Each visitor receives a printed guide, designed in the format of one of Dickens' "monthly parts", which sets the scene for each of the dozen rooms. Ground floor first, via the entrance hall, where some of Charles' everyday pocketfodder has been arranged on a table beneath the clock. The "as lived in" vibe continues in the dining room, which is laid out for a meal with friends. Be aware that a lot of the furniture in the house isn't from Doughty Street, it's from Dickens' final home at Gad's Hill, but the sideboard and samovar here are originals. Downstairs, by contrast, is a little more ordinary. The kitchen looks like any Victorian basement kitchen, with no real Dickensiana of note, and the wine cellar is locked round the side of the scullery where you can't really see it.
Follow the shadow of Dickens up the stairs, to the finest room in the house - the Drawing Room. The voice of Simon Callow booms out as you enter, not to tell you biographical facts but to narrate a couple of favourite passages. One is from Pickwick Papers, a 20-parter completed while Dickens was living here, along with the end of Oliver Twist and all of Nicholas Nickleby. In this room is the reading desk that Charles took around the country when giving performances to his fans, while nextdoor in the study is his writing desk from Gad's Hill on which The Mystery of Edwin Drood was never finished.
Up again to the bedrooms, one the marital suite, the other occupied by Charles's 17-year-old sister-in-law Mary. She tragically died six weeks after the family moved in, an event which affected Charles deeply and which he often referenced in his work. There are several artworks on the walls, but it's very difficult to read the captions underneath because the museum has chosen to etch them on matt metal - elegant, but entirely impractical. The two attic rooms were the preserve of Dickens' servants so they've been used as exhibition spaces rather than recreations. One's all text, while the other includes a metal grille from the Marshalsea Prison where Charles's father was imprisoned. Neither room is especially exhibit-dense, but I guess this allows room for future expansion.

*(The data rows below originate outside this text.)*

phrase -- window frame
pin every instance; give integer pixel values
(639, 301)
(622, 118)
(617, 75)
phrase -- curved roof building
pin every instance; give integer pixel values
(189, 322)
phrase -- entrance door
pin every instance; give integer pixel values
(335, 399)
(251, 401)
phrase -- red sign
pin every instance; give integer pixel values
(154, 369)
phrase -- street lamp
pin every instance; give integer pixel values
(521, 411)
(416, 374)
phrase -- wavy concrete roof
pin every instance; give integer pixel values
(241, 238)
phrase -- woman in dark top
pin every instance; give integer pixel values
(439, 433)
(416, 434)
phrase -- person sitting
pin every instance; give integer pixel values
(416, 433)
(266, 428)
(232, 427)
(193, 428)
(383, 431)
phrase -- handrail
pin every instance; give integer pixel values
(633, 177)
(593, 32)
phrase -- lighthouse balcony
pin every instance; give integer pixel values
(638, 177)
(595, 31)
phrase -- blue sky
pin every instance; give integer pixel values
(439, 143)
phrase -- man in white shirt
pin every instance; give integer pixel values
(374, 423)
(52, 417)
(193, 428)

The tour then steps through to number 49 Doughty Street, where there's a timeline of Charles's life (and a lift to allow less healthy visitors the opportunity to visit the upper floors). A reading area is provided where you can flick through some of the great man's many published works, although you almost certainly won't, while another room contains a handful of costumes from the just-released Hollywood version of Great Expectations. And yes, of course there's a cafe, located in a ground floor annexe, which you might use to push your visit over the 60-minute mark.
A fine restoration, all told, evoking the presence of Dickens rather than being a mere storehouse of his stuff. The place is done up with period Christmas decorations at the moment, as an added treat, and for very good reason. The museum will be opening every day over the Christmas period, including the big day itself, with live readings, mulled wine and mince pies for visitors. Don't rush, the £18 tickets have already sold out, but it's business as usual from Thursday onwards (and today).